When I use the previous code, the values of the columns in common do not appear in the right place (In the last two rows the values are not in the correct columns).

So, my question is: How can I read multiple csv files and merge them together (they may not have the same columns) using pyspark?

CodePudding user response：

The easy way is to add the missing columns to both dataframes and by using a union function. I prefer unionByName, so I'll be using that for my example:

df1 = spark.read.options(header='True', delimiter=';').csv("mapped_file_1.csv")
df2 = spark.read.options(header='True', delimiter=';').csv("mapped_file_2.csv")

united_df = df1.unionByName(df2, allowMissingColumns=True)

allowMissingColumns will complete missing columns in a dataframe with NULLs.
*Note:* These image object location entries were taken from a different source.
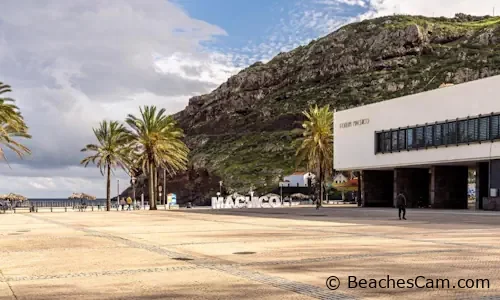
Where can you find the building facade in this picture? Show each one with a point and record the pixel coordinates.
(298, 179)
(423, 145)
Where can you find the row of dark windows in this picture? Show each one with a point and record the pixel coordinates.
(456, 132)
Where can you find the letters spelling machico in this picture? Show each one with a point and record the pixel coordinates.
(246, 202)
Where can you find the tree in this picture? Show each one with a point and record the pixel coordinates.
(157, 141)
(12, 125)
(317, 144)
(113, 150)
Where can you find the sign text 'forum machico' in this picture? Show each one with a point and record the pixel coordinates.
(246, 202)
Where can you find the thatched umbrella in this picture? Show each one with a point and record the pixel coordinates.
(299, 195)
(14, 197)
(271, 195)
(81, 196)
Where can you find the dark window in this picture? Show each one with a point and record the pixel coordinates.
(472, 127)
(428, 135)
(419, 137)
(484, 128)
(387, 141)
(452, 132)
(394, 141)
(495, 121)
(438, 131)
(446, 134)
(410, 138)
(462, 131)
(380, 142)
(402, 139)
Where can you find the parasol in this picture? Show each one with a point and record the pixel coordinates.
(299, 195)
(13, 197)
(81, 196)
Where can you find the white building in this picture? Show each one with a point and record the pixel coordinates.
(339, 178)
(423, 144)
(298, 179)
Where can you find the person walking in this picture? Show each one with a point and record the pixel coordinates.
(401, 204)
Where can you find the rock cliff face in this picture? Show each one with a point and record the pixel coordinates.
(246, 130)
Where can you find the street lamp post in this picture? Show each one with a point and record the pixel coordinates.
(118, 194)
(133, 179)
(281, 193)
(160, 188)
(165, 186)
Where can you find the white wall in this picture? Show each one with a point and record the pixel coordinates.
(301, 179)
(294, 179)
(354, 147)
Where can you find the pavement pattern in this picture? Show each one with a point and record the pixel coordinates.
(285, 253)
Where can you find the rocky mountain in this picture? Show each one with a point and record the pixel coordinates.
(246, 130)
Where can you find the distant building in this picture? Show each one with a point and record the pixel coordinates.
(297, 179)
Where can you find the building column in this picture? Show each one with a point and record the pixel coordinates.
(414, 182)
(378, 188)
(449, 187)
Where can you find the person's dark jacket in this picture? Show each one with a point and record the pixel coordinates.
(401, 200)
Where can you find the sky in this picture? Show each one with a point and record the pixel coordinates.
(74, 63)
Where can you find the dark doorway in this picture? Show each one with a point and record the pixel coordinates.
(482, 183)
(378, 188)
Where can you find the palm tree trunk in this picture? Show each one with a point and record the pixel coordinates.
(157, 195)
(320, 180)
(108, 189)
(152, 201)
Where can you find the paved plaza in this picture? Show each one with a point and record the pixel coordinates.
(285, 253)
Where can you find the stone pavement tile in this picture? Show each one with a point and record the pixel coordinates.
(304, 249)
(226, 236)
(451, 265)
(32, 243)
(5, 292)
(81, 260)
(192, 284)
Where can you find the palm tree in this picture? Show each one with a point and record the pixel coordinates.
(111, 151)
(12, 125)
(157, 143)
(317, 144)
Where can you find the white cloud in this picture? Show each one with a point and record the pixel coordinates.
(72, 64)
(446, 8)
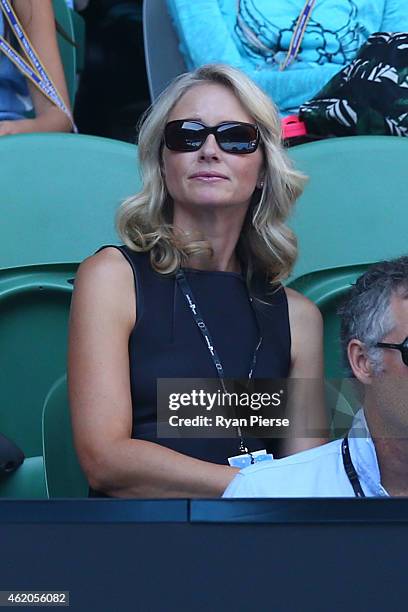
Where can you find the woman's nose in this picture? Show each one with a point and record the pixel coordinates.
(210, 147)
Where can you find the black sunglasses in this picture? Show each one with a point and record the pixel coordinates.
(403, 347)
(232, 136)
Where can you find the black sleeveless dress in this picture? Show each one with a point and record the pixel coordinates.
(166, 343)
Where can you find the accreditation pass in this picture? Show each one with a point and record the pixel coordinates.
(34, 598)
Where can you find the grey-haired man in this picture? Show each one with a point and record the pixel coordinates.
(373, 459)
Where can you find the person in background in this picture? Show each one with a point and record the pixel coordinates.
(261, 38)
(373, 459)
(207, 227)
(19, 96)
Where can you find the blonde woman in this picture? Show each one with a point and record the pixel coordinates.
(18, 95)
(217, 188)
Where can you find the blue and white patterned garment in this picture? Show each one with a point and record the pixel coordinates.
(15, 100)
(256, 38)
(318, 472)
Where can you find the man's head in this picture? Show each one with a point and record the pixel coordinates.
(375, 311)
(374, 316)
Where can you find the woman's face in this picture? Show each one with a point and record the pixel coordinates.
(211, 177)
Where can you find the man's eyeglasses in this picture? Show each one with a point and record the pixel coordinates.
(234, 137)
(402, 347)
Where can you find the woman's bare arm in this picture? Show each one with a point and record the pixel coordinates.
(102, 318)
(306, 406)
(37, 18)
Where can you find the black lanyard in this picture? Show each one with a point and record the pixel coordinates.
(192, 303)
(350, 469)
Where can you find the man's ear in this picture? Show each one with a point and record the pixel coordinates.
(359, 361)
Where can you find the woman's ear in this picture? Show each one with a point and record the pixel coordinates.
(359, 361)
(261, 179)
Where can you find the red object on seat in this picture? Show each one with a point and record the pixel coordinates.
(292, 127)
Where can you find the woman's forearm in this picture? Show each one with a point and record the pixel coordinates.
(138, 468)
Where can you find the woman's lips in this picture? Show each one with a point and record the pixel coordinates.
(208, 177)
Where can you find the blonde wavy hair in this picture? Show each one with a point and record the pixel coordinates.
(266, 244)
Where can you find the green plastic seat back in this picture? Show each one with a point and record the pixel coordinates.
(64, 477)
(351, 214)
(60, 211)
(27, 482)
(68, 52)
(62, 207)
(353, 209)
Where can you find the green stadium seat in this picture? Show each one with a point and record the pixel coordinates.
(63, 473)
(27, 482)
(351, 214)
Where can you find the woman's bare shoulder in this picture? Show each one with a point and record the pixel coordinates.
(301, 309)
(105, 281)
(106, 265)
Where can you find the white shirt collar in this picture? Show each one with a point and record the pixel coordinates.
(364, 457)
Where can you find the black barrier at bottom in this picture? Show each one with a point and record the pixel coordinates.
(207, 563)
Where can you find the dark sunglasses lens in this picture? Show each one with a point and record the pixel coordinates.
(237, 138)
(184, 135)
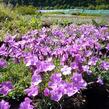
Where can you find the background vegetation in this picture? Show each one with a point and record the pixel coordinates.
(51, 4)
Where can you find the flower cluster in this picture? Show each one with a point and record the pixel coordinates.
(70, 51)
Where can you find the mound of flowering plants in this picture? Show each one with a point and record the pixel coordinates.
(54, 64)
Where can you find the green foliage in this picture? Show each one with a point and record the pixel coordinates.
(15, 21)
(60, 4)
(20, 76)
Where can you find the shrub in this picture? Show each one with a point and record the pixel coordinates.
(26, 10)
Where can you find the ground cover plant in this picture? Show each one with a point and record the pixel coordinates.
(53, 67)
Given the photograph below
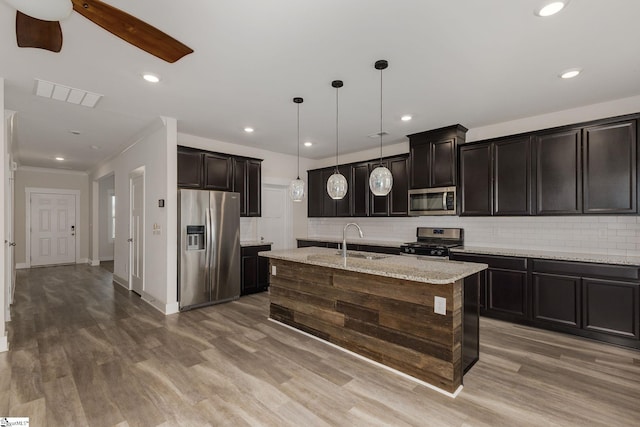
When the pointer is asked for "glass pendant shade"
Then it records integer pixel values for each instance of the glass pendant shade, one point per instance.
(296, 190)
(380, 181)
(337, 186)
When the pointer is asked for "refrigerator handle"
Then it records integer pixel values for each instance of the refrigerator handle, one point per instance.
(207, 245)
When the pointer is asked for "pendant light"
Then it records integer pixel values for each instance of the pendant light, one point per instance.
(381, 179)
(296, 188)
(337, 184)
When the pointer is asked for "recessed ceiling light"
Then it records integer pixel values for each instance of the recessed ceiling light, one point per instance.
(569, 74)
(550, 8)
(151, 78)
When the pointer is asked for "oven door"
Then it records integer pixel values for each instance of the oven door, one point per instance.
(432, 201)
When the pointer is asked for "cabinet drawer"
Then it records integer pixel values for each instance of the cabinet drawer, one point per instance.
(494, 261)
(587, 269)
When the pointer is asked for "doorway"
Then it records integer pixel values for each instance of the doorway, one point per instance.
(52, 226)
(136, 233)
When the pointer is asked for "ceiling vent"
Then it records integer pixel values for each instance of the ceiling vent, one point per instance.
(67, 94)
(378, 134)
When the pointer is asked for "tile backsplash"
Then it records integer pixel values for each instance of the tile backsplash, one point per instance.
(611, 235)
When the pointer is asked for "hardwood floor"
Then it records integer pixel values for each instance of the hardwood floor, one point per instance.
(85, 352)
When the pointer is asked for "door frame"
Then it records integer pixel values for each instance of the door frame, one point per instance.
(134, 174)
(66, 192)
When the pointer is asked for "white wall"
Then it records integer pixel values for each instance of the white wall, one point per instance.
(612, 235)
(4, 345)
(105, 249)
(276, 168)
(26, 177)
(155, 151)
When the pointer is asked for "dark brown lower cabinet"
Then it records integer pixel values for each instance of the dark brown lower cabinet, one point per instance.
(597, 301)
(556, 299)
(254, 275)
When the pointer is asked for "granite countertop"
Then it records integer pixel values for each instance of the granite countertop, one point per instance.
(354, 240)
(413, 268)
(561, 256)
(255, 243)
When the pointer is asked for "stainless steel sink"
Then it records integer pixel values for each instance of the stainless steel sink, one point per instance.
(363, 255)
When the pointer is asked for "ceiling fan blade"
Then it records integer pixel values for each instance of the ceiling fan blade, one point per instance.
(33, 32)
(132, 30)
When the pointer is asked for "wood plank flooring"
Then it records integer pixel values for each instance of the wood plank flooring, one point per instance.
(85, 352)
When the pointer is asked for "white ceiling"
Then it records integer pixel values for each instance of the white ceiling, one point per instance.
(466, 61)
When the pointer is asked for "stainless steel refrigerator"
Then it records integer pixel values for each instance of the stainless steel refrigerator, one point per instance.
(208, 247)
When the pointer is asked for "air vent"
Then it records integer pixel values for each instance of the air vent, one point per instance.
(67, 94)
(378, 134)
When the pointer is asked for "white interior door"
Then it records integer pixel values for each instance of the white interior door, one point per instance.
(136, 237)
(53, 229)
(275, 223)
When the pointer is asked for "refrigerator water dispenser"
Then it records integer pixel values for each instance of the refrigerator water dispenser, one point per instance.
(195, 237)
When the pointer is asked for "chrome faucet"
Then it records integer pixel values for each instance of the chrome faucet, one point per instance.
(344, 238)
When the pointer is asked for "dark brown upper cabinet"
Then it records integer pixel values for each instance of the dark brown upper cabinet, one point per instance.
(206, 170)
(512, 176)
(433, 156)
(475, 180)
(217, 172)
(189, 168)
(609, 159)
(558, 172)
(247, 182)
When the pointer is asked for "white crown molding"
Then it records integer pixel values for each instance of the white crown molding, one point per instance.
(51, 170)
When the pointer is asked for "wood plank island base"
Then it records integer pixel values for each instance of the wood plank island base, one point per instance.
(382, 307)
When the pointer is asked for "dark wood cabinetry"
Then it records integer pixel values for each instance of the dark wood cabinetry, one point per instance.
(255, 270)
(359, 201)
(222, 172)
(609, 159)
(218, 172)
(475, 180)
(433, 157)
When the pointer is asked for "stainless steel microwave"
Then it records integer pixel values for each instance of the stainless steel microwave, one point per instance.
(433, 201)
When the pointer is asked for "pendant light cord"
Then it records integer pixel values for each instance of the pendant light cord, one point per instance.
(298, 141)
(337, 129)
(381, 117)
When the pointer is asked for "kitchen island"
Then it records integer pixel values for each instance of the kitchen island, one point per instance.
(383, 307)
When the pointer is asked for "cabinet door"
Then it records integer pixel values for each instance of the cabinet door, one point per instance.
(343, 206)
(610, 162)
(328, 204)
(512, 177)
(611, 307)
(556, 299)
(217, 172)
(399, 196)
(253, 188)
(475, 180)
(240, 183)
(315, 190)
(419, 155)
(189, 169)
(558, 173)
(507, 293)
(378, 205)
(360, 192)
(442, 164)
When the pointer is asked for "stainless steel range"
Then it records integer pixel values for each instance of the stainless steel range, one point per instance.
(434, 242)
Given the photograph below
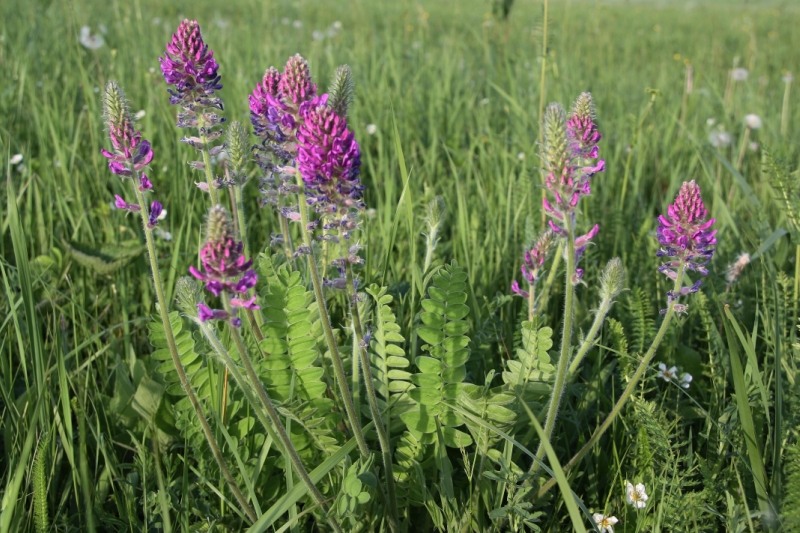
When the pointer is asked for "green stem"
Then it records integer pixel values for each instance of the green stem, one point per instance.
(644, 364)
(531, 300)
(276, 425)
(372, 400)
(785, 110)
(542, 85)
(588, 342)
(566, 341)
(176, 361)
(319, 295)
(209, 171)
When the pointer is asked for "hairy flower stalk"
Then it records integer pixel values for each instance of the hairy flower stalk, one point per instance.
(531, 269)
(305, 138)
(225, 270)
(128, 158)
(571, 160)
(276, 111)
(686, 238)
(190, 69)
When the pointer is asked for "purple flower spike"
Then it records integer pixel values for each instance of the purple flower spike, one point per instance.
(157, 213)
(224, 268)
(686, 237)
(120, 203)
(571, 157)
(533, 261)
(328, 155)
(189, 66)
(295, 85)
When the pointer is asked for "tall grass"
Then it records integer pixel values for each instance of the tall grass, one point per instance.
(454, 95)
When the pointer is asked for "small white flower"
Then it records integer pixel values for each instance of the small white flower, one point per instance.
(735, 269)
(739, 74)
(604, 523)
(720, 139)
(636, 495)
(161, 234)
(752, 121)
(90, 40)
(667, 374)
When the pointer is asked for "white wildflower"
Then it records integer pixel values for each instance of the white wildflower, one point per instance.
(667, 374)
(605, 523)
(720, 139)
(752, 121)
(739, 74)
(90, 40)
(735, 269)
(636, 495)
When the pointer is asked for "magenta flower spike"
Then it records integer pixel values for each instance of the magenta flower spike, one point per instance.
(328, 156)
(686, 239)
(571, 159)
(224, 269)
(533, 262)
(130, 153)
(189, 66)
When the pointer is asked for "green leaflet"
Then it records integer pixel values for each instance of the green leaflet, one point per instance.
(106, 259)
(202, 379)
(439, 381)
(530, 374)
(390, 365)
(292, 365)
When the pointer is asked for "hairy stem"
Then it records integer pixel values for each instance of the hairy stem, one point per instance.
(176, 361)
(380, 428)
(566, 341)
(626, 394)
(271, 421)
(325, 320)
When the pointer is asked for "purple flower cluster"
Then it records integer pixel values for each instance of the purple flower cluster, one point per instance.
(189, 66)
(300, 131)
(571, 158)
(686, 239)
(190, 69)
(533, 261)
(571, 155)
(130, 153)
(224, 269)
(328, 155)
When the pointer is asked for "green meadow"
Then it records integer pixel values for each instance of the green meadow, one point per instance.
(97, 430)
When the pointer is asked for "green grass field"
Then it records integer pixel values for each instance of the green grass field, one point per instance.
(97, 434)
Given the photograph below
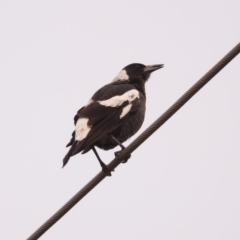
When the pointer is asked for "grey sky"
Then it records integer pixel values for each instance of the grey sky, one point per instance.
(182, 183)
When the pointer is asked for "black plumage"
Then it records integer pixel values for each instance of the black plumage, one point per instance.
(113, 114)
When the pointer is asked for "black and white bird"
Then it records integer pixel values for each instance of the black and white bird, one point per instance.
(113, 114)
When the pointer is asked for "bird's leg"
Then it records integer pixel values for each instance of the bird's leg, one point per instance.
(103, 165)
(120, 144)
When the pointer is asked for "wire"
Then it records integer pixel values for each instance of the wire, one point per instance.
(137, 142)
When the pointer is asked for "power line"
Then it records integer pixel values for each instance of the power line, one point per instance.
(137, 142)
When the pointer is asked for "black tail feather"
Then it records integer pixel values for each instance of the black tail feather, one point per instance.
(69, 154)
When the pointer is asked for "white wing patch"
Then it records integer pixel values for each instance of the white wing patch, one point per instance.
(82, 129)
(121, 76)
(126, 110)
(118, 100)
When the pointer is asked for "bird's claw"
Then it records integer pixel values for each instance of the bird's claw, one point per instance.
(117, 154)
(106, 171)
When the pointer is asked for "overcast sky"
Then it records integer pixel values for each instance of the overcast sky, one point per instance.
(183, 182)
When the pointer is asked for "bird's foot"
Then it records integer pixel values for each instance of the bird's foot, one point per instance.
(117, 154)
(106, 170)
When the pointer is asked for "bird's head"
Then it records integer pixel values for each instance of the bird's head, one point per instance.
(137, 72)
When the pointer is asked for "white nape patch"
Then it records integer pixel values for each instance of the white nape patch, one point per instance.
(121, 76)
(89, 102)
(118, 100)
(81, 129)
(126, 110)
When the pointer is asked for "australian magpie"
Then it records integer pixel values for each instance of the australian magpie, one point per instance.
(113, 114)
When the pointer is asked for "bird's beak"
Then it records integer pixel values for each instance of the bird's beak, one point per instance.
(151, 68)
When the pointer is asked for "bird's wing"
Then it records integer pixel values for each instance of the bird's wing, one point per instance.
(104, 114)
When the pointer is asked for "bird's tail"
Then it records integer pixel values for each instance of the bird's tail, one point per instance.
(69, 154)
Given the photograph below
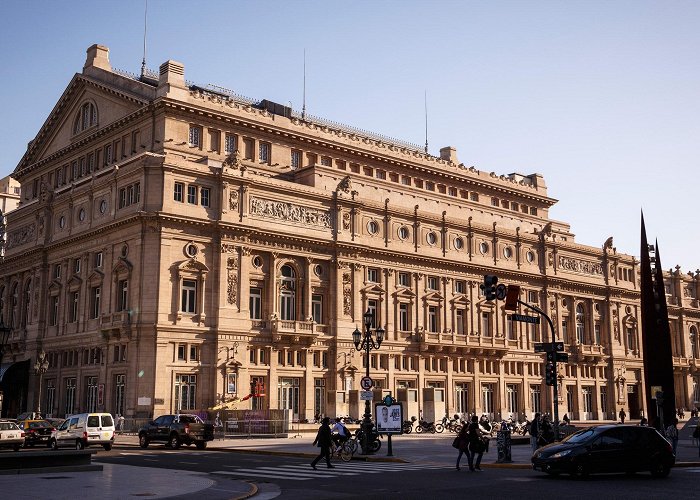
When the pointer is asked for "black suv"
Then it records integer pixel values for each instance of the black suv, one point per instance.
(607, 448)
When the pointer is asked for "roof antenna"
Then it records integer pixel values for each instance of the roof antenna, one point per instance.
(145, 25)
(425, 98)
(303, 107)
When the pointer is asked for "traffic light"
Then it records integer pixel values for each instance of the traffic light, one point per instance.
(550, 373)
(489, 286)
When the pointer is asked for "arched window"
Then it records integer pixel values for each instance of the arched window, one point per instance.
(580, 324)
(26, 301)
(288, 294)
(86, 117)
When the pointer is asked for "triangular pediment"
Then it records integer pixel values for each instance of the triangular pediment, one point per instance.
(111, 104)
(373, 288)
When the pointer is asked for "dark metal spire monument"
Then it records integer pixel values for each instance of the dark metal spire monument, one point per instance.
(656, 339)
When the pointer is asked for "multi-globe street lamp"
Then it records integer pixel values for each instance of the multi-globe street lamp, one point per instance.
(40, 367)
(365, 342)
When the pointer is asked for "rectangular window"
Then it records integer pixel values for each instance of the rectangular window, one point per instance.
(191, 194)
(95, 302)
(459, 321)
(204, 196)
(296, 159)
(195, 136)
(122, 295)
(432, 283)
(317, 308)
(73, 311)
(485, 325)
(189, 296)
(264, 152)
(230, 144)
(373, 275)
(53, 310)
(185, 392)
(178, 191)
(433, 319)
(255, 303)
(404, 315)
(194, 353)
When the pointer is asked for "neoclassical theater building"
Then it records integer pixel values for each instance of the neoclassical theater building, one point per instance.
(177, 243)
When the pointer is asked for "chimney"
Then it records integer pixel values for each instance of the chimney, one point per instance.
(97, 57)
(172, 74)
(449, 153)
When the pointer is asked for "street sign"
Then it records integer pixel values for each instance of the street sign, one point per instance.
(526, 319)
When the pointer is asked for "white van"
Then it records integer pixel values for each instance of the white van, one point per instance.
(84, 429)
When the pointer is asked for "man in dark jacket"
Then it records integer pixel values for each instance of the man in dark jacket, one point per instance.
(323, 440)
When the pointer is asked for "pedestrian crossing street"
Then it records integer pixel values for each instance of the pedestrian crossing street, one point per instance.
(304, 472)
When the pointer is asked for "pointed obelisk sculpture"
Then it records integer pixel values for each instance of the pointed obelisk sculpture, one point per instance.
(656, 340)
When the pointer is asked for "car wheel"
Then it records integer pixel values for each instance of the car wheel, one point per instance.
(579, 470)
(174, 442)
(143, 441)
(658, 469)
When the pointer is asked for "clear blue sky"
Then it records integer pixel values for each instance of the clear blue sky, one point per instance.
(601, 97)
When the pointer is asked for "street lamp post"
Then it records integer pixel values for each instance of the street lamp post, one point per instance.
(40, 367)
(365, 342)
(4, 337)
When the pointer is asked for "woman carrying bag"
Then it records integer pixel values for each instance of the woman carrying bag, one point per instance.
(462, 444)
(476, 445)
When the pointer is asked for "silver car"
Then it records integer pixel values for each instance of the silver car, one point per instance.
(11, 436)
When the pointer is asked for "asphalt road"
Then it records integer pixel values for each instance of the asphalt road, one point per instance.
(293, 478)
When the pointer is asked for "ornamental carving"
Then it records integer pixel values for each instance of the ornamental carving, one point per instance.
(232, 288)
(290, 212)
(347, 294)
(580, 266)
(21, 236)
(233, 200)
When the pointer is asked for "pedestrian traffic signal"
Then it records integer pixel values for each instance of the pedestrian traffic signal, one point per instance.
(489, 286)
(550, 374)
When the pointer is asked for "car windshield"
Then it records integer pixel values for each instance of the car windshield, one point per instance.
(39, 425)
(580, 436)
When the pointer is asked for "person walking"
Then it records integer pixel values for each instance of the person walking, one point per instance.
(324, 441)
(535, 431)
(672, 434)
(463, 445)
(476, 445)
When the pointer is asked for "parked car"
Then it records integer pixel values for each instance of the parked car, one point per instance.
(607, 448)
(174, 430)
(11, 436)
(36, 432)
(84, 429)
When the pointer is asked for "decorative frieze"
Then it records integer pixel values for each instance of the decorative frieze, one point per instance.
(580, 266)
(290, 212)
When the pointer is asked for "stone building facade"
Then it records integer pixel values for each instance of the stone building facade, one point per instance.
(176, 244)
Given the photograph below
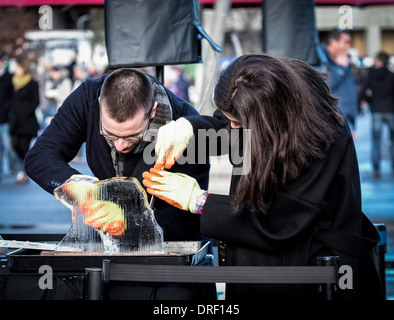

If you have more than 2 files than you can just define a function and use reduce to unite all the dataframes:

def unite_dfs(df1, df2):
  return df1.unionByName(df2, allowMissingColumns=True)


list_of_dfs = [df1, df2, df3, df4, df5, df6]
united_df = reduce(unite_dfs, list_of_dfs)

Let me know if this is clear. I haven't included the imports as I only used libraries that were in your snippet. If it's unclear I can edit.